I knew the fundamental idea behind BitTorrent, the file-distribution system – that after some initial seeding every BitTorrent client provides uploads as well as downloads and so you can distribute much more data more quickly without ridiculously heavy loads on one server.
But I’ve just been reading Bram Cohen’s paper and so have a bit more of a grasp of the behind-the-scenes operation, which is really quite clever. Here’s a very simplistic overview:
Files are distributed by creating a .torrent file and putting it on a web server. The .torrent file includes information about the file, its name, length, checksums and so on, and also the URL of a tracker. This is a very simple server which knows abut the machines currently downloading the file (henceforth known as peers). When your client starts downloading a file, it connects to the tracker, gets added to the list, and receives back a random selection of other peers also downloading the file. It can then go off and talk to those peers.
Files are downloaded in pieces, each typically a quarter of a megabyte in size. Your client connects to several peers and finds out from them which pieces of the file they each currently have. It can then start downloading different pieces from different peers; it doesn’t have to get the pieces of the file in order. Whenever you have a complete piece, it’s added to the list of pieces you can make available to others. Often the traffic will be two-way: you’ll be downloading one piece from a peer while uploading a different piece to them.

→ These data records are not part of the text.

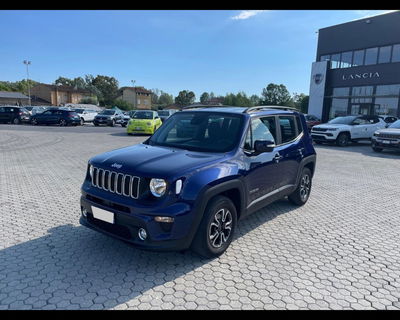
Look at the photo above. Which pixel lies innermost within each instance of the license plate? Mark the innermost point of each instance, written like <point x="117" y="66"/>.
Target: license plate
<point x="103" y="215"/>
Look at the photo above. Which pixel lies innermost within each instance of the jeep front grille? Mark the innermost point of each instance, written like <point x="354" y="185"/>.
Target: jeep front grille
<point x="115" y="182"/>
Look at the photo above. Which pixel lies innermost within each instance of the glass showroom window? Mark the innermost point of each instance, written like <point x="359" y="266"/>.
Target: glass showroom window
<point x="396" y="53"/>
<point x="371" y="56"/>
<point x="325" y="58"/>
<point x="384" y="54"/>
<point x="335" y="58"/>
<point x="346" y="59"/>
<point x="358" y="58"/>
<point x="339" y="105"/>
<point x="364" y="94"/>
<point x="387" y="106"/>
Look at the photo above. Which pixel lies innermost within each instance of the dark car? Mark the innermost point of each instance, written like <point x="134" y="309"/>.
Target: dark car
<point x="388" y="138"/>
<point x="15" y="115"/>
<point x="177" y="192"/>
<point x="165" y="114"/>
<point x="57" y="116"/>
<point x="311" y="121"/>
<point x="109" y="117"/>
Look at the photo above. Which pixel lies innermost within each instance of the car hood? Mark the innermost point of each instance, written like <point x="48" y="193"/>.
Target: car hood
<point x="331" y="126"/>
<point x="154" y="161"/>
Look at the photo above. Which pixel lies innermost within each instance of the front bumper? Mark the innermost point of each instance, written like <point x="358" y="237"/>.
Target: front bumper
<point x="385" y="143"/>
<point x="129" y="219"/>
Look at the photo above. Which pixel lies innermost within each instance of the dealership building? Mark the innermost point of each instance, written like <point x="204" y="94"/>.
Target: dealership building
<point x="357" y="68"/>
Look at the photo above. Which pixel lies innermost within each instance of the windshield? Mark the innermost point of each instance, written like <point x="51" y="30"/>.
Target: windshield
<point x="395" y="125"/>
<point x="108" y="112"/>
<point x="342" y="120"/>
<point x="143" y="115"/>
<point x="163" y="113"/>
<point x="200" y="131"/>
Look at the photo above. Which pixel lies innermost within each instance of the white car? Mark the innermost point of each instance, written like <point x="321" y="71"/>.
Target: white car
<point x="86" y="115"/>
<point x="343" y="130"/>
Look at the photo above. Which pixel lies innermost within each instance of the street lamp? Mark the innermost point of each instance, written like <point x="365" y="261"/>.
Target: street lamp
<point x="27" y="63"/>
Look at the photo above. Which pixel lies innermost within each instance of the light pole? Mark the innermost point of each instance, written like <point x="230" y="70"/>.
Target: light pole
<point x="27" y="63"/>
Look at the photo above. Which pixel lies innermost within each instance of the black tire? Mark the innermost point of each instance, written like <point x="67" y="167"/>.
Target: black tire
<point x="376" y="149"/>
<point x="343" y="140"/>
<point x="300" y="196"/>
<point x="211" y="240"/>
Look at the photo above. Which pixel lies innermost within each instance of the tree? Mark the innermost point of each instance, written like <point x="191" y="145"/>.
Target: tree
<point x="275" y="94"/>
<point x="204" y="98"/>
<point x="185" y="98"/>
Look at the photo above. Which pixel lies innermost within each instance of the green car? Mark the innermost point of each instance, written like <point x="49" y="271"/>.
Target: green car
<point x="144" y="121"/>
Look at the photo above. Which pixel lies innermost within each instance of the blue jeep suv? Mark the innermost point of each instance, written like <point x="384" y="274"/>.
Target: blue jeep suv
<point x="203" y="170"/>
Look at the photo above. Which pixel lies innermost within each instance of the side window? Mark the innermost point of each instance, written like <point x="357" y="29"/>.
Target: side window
<point x="261" y="129"/>
<point x="288" y="128"/>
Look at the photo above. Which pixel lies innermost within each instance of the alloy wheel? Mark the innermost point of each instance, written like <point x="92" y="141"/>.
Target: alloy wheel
<point x="220" y="228"/>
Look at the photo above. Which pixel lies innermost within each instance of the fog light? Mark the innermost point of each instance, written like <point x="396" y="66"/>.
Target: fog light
<point x="164" y="219"/>
<point x="142" y="234"/>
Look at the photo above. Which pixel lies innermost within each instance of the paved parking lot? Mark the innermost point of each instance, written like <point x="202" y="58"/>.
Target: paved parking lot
<point x="339" y="251"/>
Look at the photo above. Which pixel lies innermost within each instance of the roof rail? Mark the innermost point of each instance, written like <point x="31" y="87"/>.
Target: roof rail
<point x="250" y="109"/>
<point x="194" y="106"/>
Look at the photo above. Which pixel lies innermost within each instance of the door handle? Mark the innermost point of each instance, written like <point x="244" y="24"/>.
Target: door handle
<point x="277" y="157"/>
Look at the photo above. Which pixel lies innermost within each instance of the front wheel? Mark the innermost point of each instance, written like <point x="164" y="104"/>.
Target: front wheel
<point x="302" y="193"/>
<point x="215" y="232"/>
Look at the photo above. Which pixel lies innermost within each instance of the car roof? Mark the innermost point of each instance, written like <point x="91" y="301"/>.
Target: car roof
<point x="252" y="111"/>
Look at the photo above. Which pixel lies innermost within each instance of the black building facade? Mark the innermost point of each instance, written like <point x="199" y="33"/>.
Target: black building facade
<point x="357" y="68"/>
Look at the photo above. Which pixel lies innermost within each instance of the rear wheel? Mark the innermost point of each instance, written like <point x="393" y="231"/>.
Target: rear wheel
<point x="300" y="196"/>
<point x="215" y="232"/>
<point x="343" y="140"/>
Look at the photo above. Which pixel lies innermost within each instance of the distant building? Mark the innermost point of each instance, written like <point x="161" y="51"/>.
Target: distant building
<point x="139" y="97"/>
<point x="13" y="98"/>
<point x="56" y="95"/>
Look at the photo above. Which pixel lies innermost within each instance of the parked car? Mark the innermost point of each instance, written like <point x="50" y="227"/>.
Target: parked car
<point x="56" y="116"/>
<point x="144" y="121"/>
<point x="35" y="109"/>
<point x="15" y="115"/>
<point x="388" y="138"/>
<point x="343" y="130"/>
<point x="86" y="115"/>
<point x="125" y="119"/>
<point x="109" y="117"/>
<point x="389" y="119"/>
<point x="171" y="193"/>
<point x="311" y="121"/>
<point x="165" y="114"/>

The overall amount of data downloaded across the system must equal the overall data uploaded – every download has to come from somewhere! So, as a very rough approximation, you can download data as fast as you make it available for upload. This isn’t quite the case, because people often leave their clients running for some time after the download has finished, either because they’re good citizens or because they’re off having a cup of coffee. Others can therefore get more download capacity. Also at particular times, you’ll see the speed of your downloads or uploads fluctuate for a few minutes, though it roughly balances out over time.
A disadvantage of the system as a whole is that if, like many of us, you have a much faster downstream connection than upstream, your bittorrent download is likely to happen at something closer to your slower upstream speed. The advantage, though, is that if the file you’re downloading is at all popular, you’re likely to get it in a much more reliable way than a regular web download, you won’t be limited by the capacity of the originator’s server link, and they won’t end up paying a fortune in bandwidth charges.
There are lots of clever bits which I haven’t touched on here. For example, if you’re connected to several peers, how does your client decide which piece of the file to download next? Answer: it normally downloads the rarest one, the one which fewest of the others have, thus helping to redress the balance. Cute, eh? There’s also stuff related to starting up, to finishing, to finding new peers etc, but for more details have a look at the paper linked to above. All in all, a very nice system.